Team of Rivals: The Political Genius of Abraham Lincoln cover

Team of Rivals: The Political Genius of Abraham Lincoln

by Doris Kearns Goodwin

4.29 Goodreads
(201.3K ratings)

Why You'll Love This

Lincoln won the presidency — then handed power to the men who despised him, and somehow made them loyal.

  • Great if you want: political biography that reads like a slow-motion chess match
  • The experience: dense and deliberate — a book you sit with, not race through
  • The writing: Goodwin weaves four parallel lives with novelistic control, never losing the thread
  • Skip if: 900 pages of Civil War-era political detail sounds like work

About This Book

In 1860, three of America's most accomplished politicians—William Seward, Salmon Chase, and Edward Bates—watched in disbelief as an obscure Illinois lawyer named Abraham Lincoln claimed the Republican presidential nomination.

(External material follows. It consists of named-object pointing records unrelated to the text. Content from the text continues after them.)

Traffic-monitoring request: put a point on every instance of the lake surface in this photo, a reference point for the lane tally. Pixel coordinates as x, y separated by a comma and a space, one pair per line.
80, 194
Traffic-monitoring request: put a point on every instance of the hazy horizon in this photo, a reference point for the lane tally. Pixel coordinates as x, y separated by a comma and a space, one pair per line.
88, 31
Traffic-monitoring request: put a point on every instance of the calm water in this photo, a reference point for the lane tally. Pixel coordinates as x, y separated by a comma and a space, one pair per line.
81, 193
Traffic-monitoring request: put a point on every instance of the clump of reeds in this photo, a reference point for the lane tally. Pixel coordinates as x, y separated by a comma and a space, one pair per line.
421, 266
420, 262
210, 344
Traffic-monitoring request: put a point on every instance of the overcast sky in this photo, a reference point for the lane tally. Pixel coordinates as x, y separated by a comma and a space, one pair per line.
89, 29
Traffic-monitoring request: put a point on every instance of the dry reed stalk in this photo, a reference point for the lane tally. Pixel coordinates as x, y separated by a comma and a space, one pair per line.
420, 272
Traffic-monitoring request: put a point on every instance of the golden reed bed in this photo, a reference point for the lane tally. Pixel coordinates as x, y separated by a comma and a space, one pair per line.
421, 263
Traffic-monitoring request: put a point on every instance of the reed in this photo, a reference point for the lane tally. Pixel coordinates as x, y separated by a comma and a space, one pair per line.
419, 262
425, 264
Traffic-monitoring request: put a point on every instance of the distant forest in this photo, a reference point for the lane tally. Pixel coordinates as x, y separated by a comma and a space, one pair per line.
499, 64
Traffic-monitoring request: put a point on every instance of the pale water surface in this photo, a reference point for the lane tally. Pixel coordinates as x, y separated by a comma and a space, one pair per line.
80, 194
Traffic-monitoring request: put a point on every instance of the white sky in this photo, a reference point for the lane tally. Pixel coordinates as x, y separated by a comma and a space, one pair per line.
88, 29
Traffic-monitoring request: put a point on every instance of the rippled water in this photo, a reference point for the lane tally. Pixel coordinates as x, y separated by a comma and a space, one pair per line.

What Lincoln did next was even more startling: he brought all three rivals into his cabinet. Doris Kearns Goodwin's deep dive into this unlikely alliance asks a question that feels urgent in any era—what does it take to lead a fractured nation through its worst crisis? The answer she uncovers is less about strategy than character: a man secure enough in himself to surround himself with people smarter, more experienced, and more famous than he was.

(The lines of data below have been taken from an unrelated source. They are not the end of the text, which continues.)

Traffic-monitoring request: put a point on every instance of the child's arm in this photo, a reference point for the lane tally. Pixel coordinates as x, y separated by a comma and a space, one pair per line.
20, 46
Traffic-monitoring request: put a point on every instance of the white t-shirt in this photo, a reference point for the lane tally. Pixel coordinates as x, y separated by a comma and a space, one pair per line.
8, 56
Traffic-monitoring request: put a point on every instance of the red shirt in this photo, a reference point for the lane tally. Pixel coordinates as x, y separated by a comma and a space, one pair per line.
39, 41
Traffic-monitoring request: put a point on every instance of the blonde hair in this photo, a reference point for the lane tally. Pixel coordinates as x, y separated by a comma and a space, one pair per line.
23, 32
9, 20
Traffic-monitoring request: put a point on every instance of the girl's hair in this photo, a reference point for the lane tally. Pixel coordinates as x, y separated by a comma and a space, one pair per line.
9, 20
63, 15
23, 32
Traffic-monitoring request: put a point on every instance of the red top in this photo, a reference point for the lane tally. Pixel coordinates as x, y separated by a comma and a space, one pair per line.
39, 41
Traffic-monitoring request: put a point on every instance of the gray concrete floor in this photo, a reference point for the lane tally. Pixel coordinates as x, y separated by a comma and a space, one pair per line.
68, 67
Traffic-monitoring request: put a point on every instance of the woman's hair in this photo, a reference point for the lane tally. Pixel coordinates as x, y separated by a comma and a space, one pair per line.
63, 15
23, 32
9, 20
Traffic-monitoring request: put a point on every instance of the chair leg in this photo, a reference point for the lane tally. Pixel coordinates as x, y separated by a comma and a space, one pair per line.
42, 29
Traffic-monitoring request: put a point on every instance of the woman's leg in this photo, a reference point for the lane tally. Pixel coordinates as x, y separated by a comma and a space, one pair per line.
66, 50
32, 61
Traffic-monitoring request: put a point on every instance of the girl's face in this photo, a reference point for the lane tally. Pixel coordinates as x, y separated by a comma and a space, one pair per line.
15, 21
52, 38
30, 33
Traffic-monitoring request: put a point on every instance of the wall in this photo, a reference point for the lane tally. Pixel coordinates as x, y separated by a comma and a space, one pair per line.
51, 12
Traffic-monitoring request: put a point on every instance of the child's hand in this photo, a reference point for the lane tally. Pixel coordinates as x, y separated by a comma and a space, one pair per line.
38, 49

At nearly 900 pages, this book earns every one of them. Goodwin reconstructs the inner lives of Lincoln and his rivals through letters, diaries, and private correspondence, creating a texture of intimacy that makes these figures feel genuinely alive rather than bronzed. Her prose moves with the confidence of a storyteller who trusts her research completely, weaving together parallel biographies before drawing them into a single, propulsive narrative. Readers who commit to its scope will find that the length is the point—this is history experienced rather than summarized.